Main Memory Database Systems: An Overview

Reference: Garcia-Molina, Hector, and Kenneth Salem. "Main memory database systems: An overview." IEEE Transactions on knowledge and data engineering 4.6 (1992): 509-516.

This is one of the several papers belong to suggested readings for In-Memory Databases of CMU 15-721: Database Systems.

0. Abstract

Memory resident database systems(MMDB’s) store their data in main physical memory and provide very high-speed access. Conventional database systems are optimized for the particular characteristics of disk storage mechanisms. Memory resident systems, on the other hand, use different optimizations to structure and organize data, as well as to make it reliable.

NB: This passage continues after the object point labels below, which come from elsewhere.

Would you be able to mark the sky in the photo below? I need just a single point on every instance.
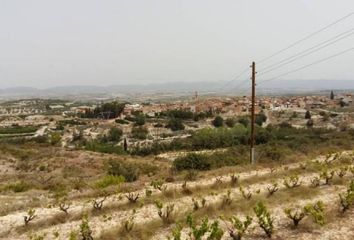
(46, 43)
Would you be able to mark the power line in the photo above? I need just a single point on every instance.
(306, 37)
(306, 52)
(234, 79)
(308, 65)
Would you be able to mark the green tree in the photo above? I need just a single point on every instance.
(218, 121)
(114, 134)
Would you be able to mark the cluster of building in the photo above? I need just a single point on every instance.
(241, 106)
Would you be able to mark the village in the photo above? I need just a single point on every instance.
(33, 118)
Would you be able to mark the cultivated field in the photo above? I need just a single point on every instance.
(213, 205)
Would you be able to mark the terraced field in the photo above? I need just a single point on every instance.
(209, 207)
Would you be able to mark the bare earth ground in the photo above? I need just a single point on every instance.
(53, 224)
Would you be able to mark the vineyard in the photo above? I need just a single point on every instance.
(303, 200)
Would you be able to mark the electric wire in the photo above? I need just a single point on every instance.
(306, 37)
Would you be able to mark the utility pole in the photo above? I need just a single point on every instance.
(253, 117)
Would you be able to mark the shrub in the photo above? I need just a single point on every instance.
(64, 207)
(316, 211)
(140, 132)
(17, 187)
(307, 115)
(197, 205)
(175, 124)
(226, 199)
(133, 198)
(98, 203)
(218, 121)
(347, 198)
(129, 171)
(315, 181)
(246, 195)
(129, 224)
(260, 119)
(30, 216)
(292, 181)
(192, 161)
(55, 138)
(85, 230)
(98, 146)
(157, 184)
(165, 213)
(109, 180)
(114, 134)
(265, 220)
(272, 189)
(121, 121)
(327, 176)
(197, 232)
(216, 232)
(239, 227)
(230, 122)
(296, 215)
(244, 121)
(234, 179)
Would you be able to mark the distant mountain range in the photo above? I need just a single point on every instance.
(180, 88)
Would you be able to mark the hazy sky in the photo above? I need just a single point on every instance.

This paper surveys the major memory residence optimizations and briefly discusses some of the memory resident systems that have been designed or implemented.

1. Introduction

  • MMDB(Main Memory Database System): the primary copy lives permanently in memory.
  • Difference between a MMDB and a DRDB(Disk Resident Database System) with a very large cache: (1) index structures; (2) buffer manager.
  • Memory backups will have to be taken relatively frequently, and the performance of the backup mechanism will be of central importance.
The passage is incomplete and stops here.